Parfois, je marche au hasard, je déambule dans des rues que je ne connais que trop bien, que j'ai arpenté des centaines de fois, que j'ai parcouru dans les deux sens. Ces rues qui, malgré tout, ont encore des secrets pour moi, qui seront toujours, paradoxalement, des inconnues. Comme ces gens que l'on croise trois ou quatre fois dans sa vie; de ces gens qu'on apprécie la compagnie mais que l'on serait incapable de décrire à quelqu'un tellement on les connait peu. En dehors de quelques traits physiques, on ne peut pas aller plus loin.
Cette ville, c'est la mienne. J'y suis né, j'y ai vécu, pas longtemps, j'ai quelques souvenirs (qui n'en sont certainement pas, d'ailleurs) de cet appartement rue du Général Leclerc, mais rien de plus de cette période. Ensuite, je me suis éloigné. Pour revenir, régulièrement, dans le centre-ville. Toujours le centre-ville. Immuable. Jusqu'alors, je pensais qu'il l'était. Et non, je me suis rendu compte que, tout comme moi, ce centre-ville qui m'était si cher allait évoluer et que, quand j'allais partir, il allait continuer à changer sans moi, et moi sans lui.

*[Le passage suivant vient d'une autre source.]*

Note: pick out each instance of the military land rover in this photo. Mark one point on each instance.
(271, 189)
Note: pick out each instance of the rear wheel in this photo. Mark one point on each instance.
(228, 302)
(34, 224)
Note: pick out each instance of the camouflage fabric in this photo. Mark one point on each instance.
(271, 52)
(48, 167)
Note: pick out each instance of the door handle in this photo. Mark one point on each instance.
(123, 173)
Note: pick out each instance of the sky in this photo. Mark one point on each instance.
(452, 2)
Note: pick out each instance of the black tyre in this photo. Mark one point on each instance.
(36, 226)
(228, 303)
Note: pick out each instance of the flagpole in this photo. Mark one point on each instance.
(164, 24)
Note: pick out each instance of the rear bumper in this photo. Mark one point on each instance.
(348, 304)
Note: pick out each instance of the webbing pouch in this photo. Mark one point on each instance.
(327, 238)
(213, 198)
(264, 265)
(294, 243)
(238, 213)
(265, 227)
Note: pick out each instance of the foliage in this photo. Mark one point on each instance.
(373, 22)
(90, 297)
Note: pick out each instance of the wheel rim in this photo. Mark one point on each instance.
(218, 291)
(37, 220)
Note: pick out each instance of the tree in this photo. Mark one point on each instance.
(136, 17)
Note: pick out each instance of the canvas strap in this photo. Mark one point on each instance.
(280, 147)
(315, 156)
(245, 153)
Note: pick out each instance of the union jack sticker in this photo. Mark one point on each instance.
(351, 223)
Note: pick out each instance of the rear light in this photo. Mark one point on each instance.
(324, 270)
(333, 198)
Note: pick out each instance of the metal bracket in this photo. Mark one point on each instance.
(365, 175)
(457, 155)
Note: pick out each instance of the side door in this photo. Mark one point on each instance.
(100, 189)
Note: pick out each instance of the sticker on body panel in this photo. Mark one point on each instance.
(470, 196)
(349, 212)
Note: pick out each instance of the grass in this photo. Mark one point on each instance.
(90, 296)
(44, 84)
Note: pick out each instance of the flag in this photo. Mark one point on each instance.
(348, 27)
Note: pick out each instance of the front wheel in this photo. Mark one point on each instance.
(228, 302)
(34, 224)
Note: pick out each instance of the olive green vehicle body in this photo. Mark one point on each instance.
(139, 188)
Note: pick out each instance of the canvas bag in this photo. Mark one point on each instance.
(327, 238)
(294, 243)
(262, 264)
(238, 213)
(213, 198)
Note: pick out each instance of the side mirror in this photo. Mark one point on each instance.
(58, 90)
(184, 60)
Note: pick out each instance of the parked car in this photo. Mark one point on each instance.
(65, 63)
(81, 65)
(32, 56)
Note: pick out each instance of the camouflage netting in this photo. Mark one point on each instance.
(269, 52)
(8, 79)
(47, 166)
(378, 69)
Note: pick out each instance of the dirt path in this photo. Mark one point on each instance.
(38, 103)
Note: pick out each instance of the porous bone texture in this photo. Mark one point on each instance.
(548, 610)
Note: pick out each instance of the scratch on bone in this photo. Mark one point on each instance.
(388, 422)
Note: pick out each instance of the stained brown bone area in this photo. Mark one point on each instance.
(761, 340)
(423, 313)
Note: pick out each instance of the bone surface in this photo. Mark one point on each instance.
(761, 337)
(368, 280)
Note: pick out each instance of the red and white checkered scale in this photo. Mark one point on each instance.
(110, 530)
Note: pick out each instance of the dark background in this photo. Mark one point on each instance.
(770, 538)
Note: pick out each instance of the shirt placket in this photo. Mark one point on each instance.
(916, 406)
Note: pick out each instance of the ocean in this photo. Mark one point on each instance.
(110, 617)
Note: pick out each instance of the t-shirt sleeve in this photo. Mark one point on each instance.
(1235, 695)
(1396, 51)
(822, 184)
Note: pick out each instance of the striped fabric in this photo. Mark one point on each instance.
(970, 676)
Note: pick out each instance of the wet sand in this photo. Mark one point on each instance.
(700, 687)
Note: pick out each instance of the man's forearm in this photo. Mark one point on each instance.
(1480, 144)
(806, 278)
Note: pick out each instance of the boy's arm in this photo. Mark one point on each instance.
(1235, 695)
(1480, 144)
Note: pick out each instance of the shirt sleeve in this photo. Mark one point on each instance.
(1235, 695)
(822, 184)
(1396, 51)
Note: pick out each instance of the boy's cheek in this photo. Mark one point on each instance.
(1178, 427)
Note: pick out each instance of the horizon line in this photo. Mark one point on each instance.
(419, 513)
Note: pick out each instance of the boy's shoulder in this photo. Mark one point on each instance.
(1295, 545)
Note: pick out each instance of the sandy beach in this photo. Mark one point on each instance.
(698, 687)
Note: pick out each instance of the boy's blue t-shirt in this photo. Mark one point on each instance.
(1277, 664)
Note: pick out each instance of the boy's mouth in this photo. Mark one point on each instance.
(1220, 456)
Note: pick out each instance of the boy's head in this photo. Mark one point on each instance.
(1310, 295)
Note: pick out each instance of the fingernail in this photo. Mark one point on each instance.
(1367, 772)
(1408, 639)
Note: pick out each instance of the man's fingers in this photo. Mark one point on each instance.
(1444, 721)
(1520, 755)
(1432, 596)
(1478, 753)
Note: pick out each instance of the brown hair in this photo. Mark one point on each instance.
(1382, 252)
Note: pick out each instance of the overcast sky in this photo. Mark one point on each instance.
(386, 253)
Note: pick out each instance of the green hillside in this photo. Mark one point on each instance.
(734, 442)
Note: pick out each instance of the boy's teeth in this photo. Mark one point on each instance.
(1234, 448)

C'est presque une relation amour-haine que j'ai avec cette ville. Je l'aime parce que c'est ma ville. Celle où j'ai vécu des paquet de trucs, de mon premier concert à mon premier verre avec les potes (pas le même soir). De cette fête d'Halloween particulièrement géniale, de ce nouvel an qui l'était autant. Des gens que j'ai rencontré là-bas et que je n'aurais pas rencontré ailleurs. De ces gens que je n'ai pas rencontré et qui sont probablement géniaux. Je déteste cette ville parce qu'elle ne m'a jamais donné assez, elle ne m'a jamais permis d'accomplir tout ce que je voulais accomplir. Elle a réussi à me frustrer là où j'aurais dû réussir, là où j'aurais aimé réussir, pour (me) prouver que je pouvais faire ce que je voulais, où je voulais et quand je voulais. Je déteste cette ville pour ses concerts trop peu nombreux et souvent trop chers ou mal bookés (ouais, un mardi soir à 22h quand j'ai cours le lendemain à 8h, merci !). Mais bon, on s'y accoutume. Et c'est là qu'est la richesse de cette relation.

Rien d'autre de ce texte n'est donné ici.